Checking for link rot

My collection of photo galleries from events I like has been growing for years, with close to 10,000 links. But the Internet is ever-changing, and some of those links from years ago may no longer be valid. I’ve designed a system to check for this “link rot” and save users of this collection from the frustrating of clicking dead links.

Goals

  • Test each link weekly
    • not working one week, maybe it’s a hiccup. Probation
    • not working for two weeks. It’s dead. Hide it.
  • Don’t spam image hosts with unnecessary requests
  • Minimize the amount of manual work I have to do

Implementation

The gallery aggregator is written in PHP, with a MySQL database. I plan to run an automated job each day that will check everything in the DB over the course of each week. So each day, I check every seventh gallery, and move the offset based on the day of the week.

I added two columns to the DB.

  • last checked: timestamp of the last time I tried to access this URL
  • last accessed: timestamp of the last time this URL returned HTTP 200 OK

I skip any gallery with a “last checked” value within the past day. Then I try to fopen() each gallery. I don’t need to download these webpages (which contain many large images) I just want to know if they exist. If the URL returns HTTP 200 OK, I add that gallery ID to a list of “fresh” galleries.  When I’ve tried to visit all the URLs, I go through the list of “fresh” galleries and set their “last accessed” time to now.  The “last accessed” time for URLs that return errors will stay the same, and time will march away from it. The ‘last checked’ time is always updated to now regardless of the HTTP response code.
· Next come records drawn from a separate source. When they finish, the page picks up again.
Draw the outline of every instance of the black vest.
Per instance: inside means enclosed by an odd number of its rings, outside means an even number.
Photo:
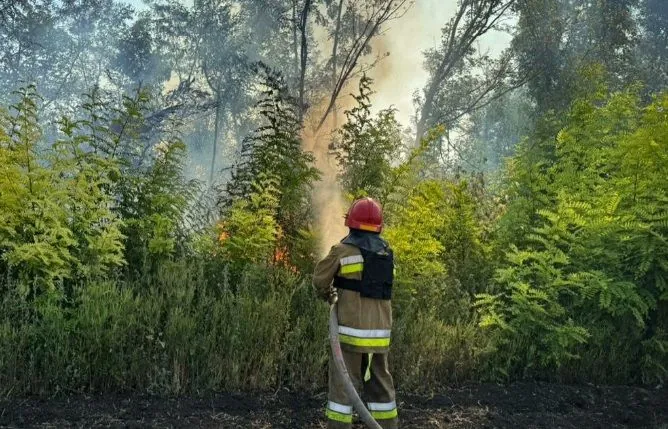
[[[387,243],[378,237],[350,234],[341,240],[357,247],[364,258],[362,280],[334,277],[334,287],[359,292],[361,296],[374,299],[392,299],[394,281],[394,255]],[[371,246],[369,246],[371,242]]]

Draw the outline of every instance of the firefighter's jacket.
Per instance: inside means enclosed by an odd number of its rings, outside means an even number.
[[[327,299],[336,283],[340,284],[345,279],[361,282],[365,269],[362,255],[369,255],[369,252],[374,252],[374,255],[389,252],[391,257],[387,243],[374,233],[351,230],[348,237],[334,245],[316,265],[313,274],[313,284],[320,297]],[[392,271],[393,266],[390,267],[390,283]],[[392,329],[389,296],[384,299],[368,298],[355,290],[336,289],[341,348],[358,353],[387,353]]]

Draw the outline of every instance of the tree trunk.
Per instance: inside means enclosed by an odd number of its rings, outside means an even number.
[[[338,60],[339,37],[341,32],[341,13],[343,12],[343,0],[339,0],[339,11],[336,17],[336,31],[334,32],[334,47],[332,48],[332,90],[336,88],[336,68]],[[334,128],[338,127],[338,112],[334,102]]]
[[[220,134],[220,83],[216,89],[216,115],[213,127],[213,154],[211,155],[211,171],[209,171],[209,186],[213,184],[213,176],[216,171],[216,149],[218,147],[218,135]]]
[[[301,25],[300,30],[302,32],[302,44],[301,44],[301,70],[299,75],[299,122],[304,122],[304,113],[306,106],[304,103],[304,84],[306,80],[306,63],[308,60],[308,39],[306,33],[306,25],[308,22],[308,14],[311,10],[311,0],[306,0],[304,2],[304,9],[301,13]]]

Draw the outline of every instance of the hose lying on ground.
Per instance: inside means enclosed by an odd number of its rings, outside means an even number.
[[[343,380],[346,395],[352,401],[353,407],[359,413],[360,419],[368,428],[382,429],[378,422],[371,416],[369,410],[364,406],[364,402],[360,399],[353,382],[350,380],[346,363],[343,360],[341,344],[339,343],[339,318],[336,311],[336,303],[332,304],[329,308],[329,345],[332,348],[332,356],[334,356],[334,366]]]

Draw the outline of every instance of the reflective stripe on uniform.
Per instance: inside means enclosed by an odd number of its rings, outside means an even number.
[[[339,341],[359,347],[388,347],[391,332],[389,329],[355,329],[339,326]]]
[[[356,329],[339,325],[339,334],[358,338],[389,338],[391,333],[389,329]]]
[[[392,411],[397,408],[396,401],[392,402],[369,402],[369,411]]]
[[[394,419],[398,416],[397,403],[392,402],[369,402],[369,412],[376,420]]]
[[[336,411],[337,413],[341,413],[341,414],[352,414],[353,413],[352,405],[343,405],[343,404],[339,404],[338,402],[334,402],[334,401],[328,401],[327,402],[327,408],[329,408],[332,411]]]
[[[359,273],[364,269],[364,258],[362,255],[346,256],[341,258],[341,269],[339,274]]]
[[[327,418],[341,423],[353,422],[353,407],[350,405],[343,405],[337,402],[327,402],[327,410],[325,412]]]
[[[364,258],[362,258],[362,255],[353,255],[341,258],[341,265],[357,264],[360,262],[364,262]]]

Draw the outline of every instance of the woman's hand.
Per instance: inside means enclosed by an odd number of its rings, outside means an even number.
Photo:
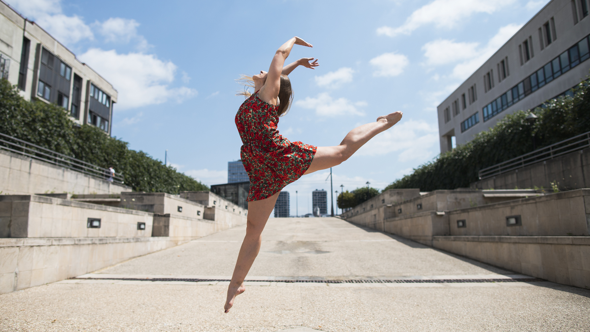
[[[314,67],[317,67],[320,64],[317,63],[317,59],[316,59],[316,61],[313,62],[311,62],[312,60],[313,60],[313,58],[301,58],[299,59],[299,64],[303,67],[315,69]]]
[[[306,41],[303,40],[303,39],[298,37],[296,36],[294,37],[293,38],[295,38],[295,44],[297,45],[303,45],[303,46],[307,46],[307,47],[313,47],[313,45],[306,42]]]

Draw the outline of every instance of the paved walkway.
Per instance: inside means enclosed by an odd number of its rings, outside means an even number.
[[[261,281],[225,314],[245,229],[0,295],[0,331],[590,330],[590,291],[491,282],[526,276],[336,218],[270,219],[248,277]],[[143,278],[168,280],[122,280]]]

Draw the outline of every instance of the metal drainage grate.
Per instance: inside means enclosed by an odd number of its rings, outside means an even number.
[[[91,280],[129,280],[134,281],[188,281],[197,282],[199,281],[231,281],[229,279],[182,279],[175,278],[153,278],[151,279],[142,279],[139,278],[73,278],[78,279]],[[517,278],[502,279],[360,279],[350,280],[244,280],[248,281],[260,281],[263,282],[318,282],[320,284],[374,284],[386,282],[391,284],[427,284],[427,283],[460,283],[460,282],[535,282],[545,281],[537,278]]]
Even dividing the task up across the week leaves more than 1000 URLs to check per day. I don’t want my PHP job to time out, and I don’t want to trigger DOS protections on the image hosts I’m pinging. So I paginate the job with MySQL’s LIMIT keyword. Each time I process a batch of URLs, I update the “last checked” field, which means those URLs won’t be selected in the next batch. Eventually there won’t be any URLs left to check, so running the script too many times does nothing instead of performing unnecessary DB updates or HTTP requests. I know to stop when I don’t have any more input to process.

The webpage that displays galleries to the public now takes the “last accessed” time into account. If that time is more than 2 weeks in the past, the gallery is hidden. If “last accessed” is between 1 and 2 weeks in the past, an icon and tooltip appears next to the link to that gallery:

  • 🚧 This gallery might be offline.

Galleries that are “fresher” than 1 week are displayed normally.

Results

Since I give each gallery a few chances, this first week of automatic testing won’t remove any galleries from the list.  You may see some 🚧 icons appear over the next week, and in the new year, dead links will start to disappear. It’s a long-term project, but I intend to maintain this list for years, so I don’t mind waiting.